As written by Hampton and portrayed by Mortensen, Freud is an anxious father figure, perennially worried about personal finances and the reputation of his fledgling field. He eventually breaks with Jung, his favored “son,” because the latter’s desire to study telepathy, ancient mythology, and UFOs might delegitimize psychoanalysis as a new type of science. Spielrein serves as a muse to both men, suggesting the seed idea for the animus/anima concept to Jung and the sex/death drive connection to Freud. These exchanges, radically condensed as they are for dramatic purposes, can be unintentionally comedic. You can almost see the proverbial lightbulb over Jung’s head turn on as Spielrein innocently says, “Don’t you think there’s a bit of woman in every man and man in every woman?”

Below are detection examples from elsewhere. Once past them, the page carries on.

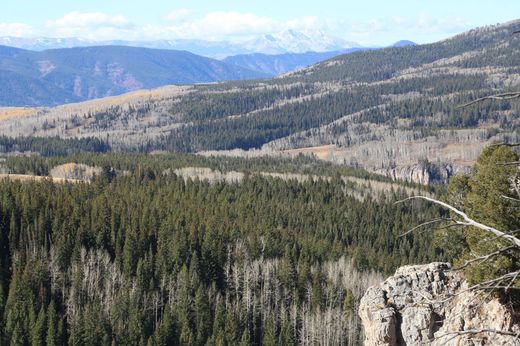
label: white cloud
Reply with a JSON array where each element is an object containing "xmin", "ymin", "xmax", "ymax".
[
  {"xmin": 0, "ymin": 9, "xmax": 478, "ymax": 45},
  {"xmin": 0, "ymin": 23, "xmax": 34, "ymax": 37},
  {"xmin": 165, "ymin": 8, "xmax": 191, "ymax": 21},
  {"xmin": 45, "ymin": 12, "xmax": 135, "ymax": 40},
  {"xmin": 47, "ymin": 11, "xmax": 128, "ymax": 28},
  {"xmin": 167, "ymin": 11, "xmax": 282, "ymax": 39}
]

And that’s the problem with A Dangerous Method: The historical material is inherently fascinating, but the screenplay is so full of shorthand that it threatens to trivialize both the characters and their ideas. It’s momentarily amusing to watch Freud stare quizzically at his cigar, but the joke is cheap in a Where’s Waldo?/spot-the-allusion kind of way. Sometimes a cigar really is just a cigar. Cronenberg’s direction is supremely tasteful and controlled, but almost airless. Even the spankings seem studied. From a man who once trafficked in truly dangerous methods—“gynecological tools for operating on mutant women,” say—this is hard to accept.

Andrew Hultkrans

A Dangerous Method opens November 23.